Tips for Determining Automobile Allowance for Business Use

receipts on a spike Deducting small business expenses is one of the best ways to lower your tax bill. For many businesses and individual entrepreneurs, one of the most advantageous deductions is the automobile allowance. This deduction allows you to reduce your income based on the expenses you incur when using an automobile for business purposes. Follow the tips below to calculate this deduction accurately in 2016.

  • Know whether you can deduct business mileage.
    In general, you can deduct expenses for cars, pickup trucks and SUVs that are used in the course of your business. However, you cannot deduct expenses related to the use of vehicles for hire or vehicles that qualify as equipment, such as dump trucks. You are also unable to deduct any expenses related to you or an employee's personal use of a business vehicle. If a vehicle is used for both business and non-business purposes, you must deduct only the portion of expenses that pertain to business use.
  • Decide which calculation method to use.
    Two different calculation methods are available to taxpayers deducting business mileage. One method, known as the "actual expenses" method, involves calculating the actual expenses you paid for the vehicle throughout the year. Examples of expenses that can be included in this calculation are the cost of gasoline, required repairs and oil changes. If you used the vehicle for both personal and business purposes, only the portion of expenses that pertain to business use can be included in the calculation.

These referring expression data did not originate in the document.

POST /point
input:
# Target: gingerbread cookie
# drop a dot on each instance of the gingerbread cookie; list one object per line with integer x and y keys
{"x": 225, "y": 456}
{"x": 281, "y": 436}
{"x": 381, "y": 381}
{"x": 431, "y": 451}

    The other calculation method is known as the "standard mileage rate" method. To use this calculation method, simply calculate the number of miles driven for business purposes during the year and multiply it by the IRS' standard mileage rate for that tax year. For 2016, the IRS has announced that the standard mileage rate for business miles will be 54 cents per mile. This rate is slightly lower than that of the previous tax year.

    To determine which of these calculation methods is more beneficial, calculate the deduction both ways and choose the larger amount.
  • Know the limitations.
    In some cases, you may not be able to use the standard mileage rate to calculate your deduction. Specifically, you cannot use the standard mileage rate for more than four vehicles at the same time, after claiming a Section 179 deduction or after using a depreciation method under MACRS. Most miles driven for business purposes are deductible. However, you must omit miles driven to and from work.
  • Keep records to support your deductions.
    If the IRS audits your tax return, you must be able to provide documentation to support your business vehicle deductions. Keep careful records of all of the miles driven throughout the year, and retain any receipts relating to vehicle expenses. Keep these documents for at least three years after you file your tax return.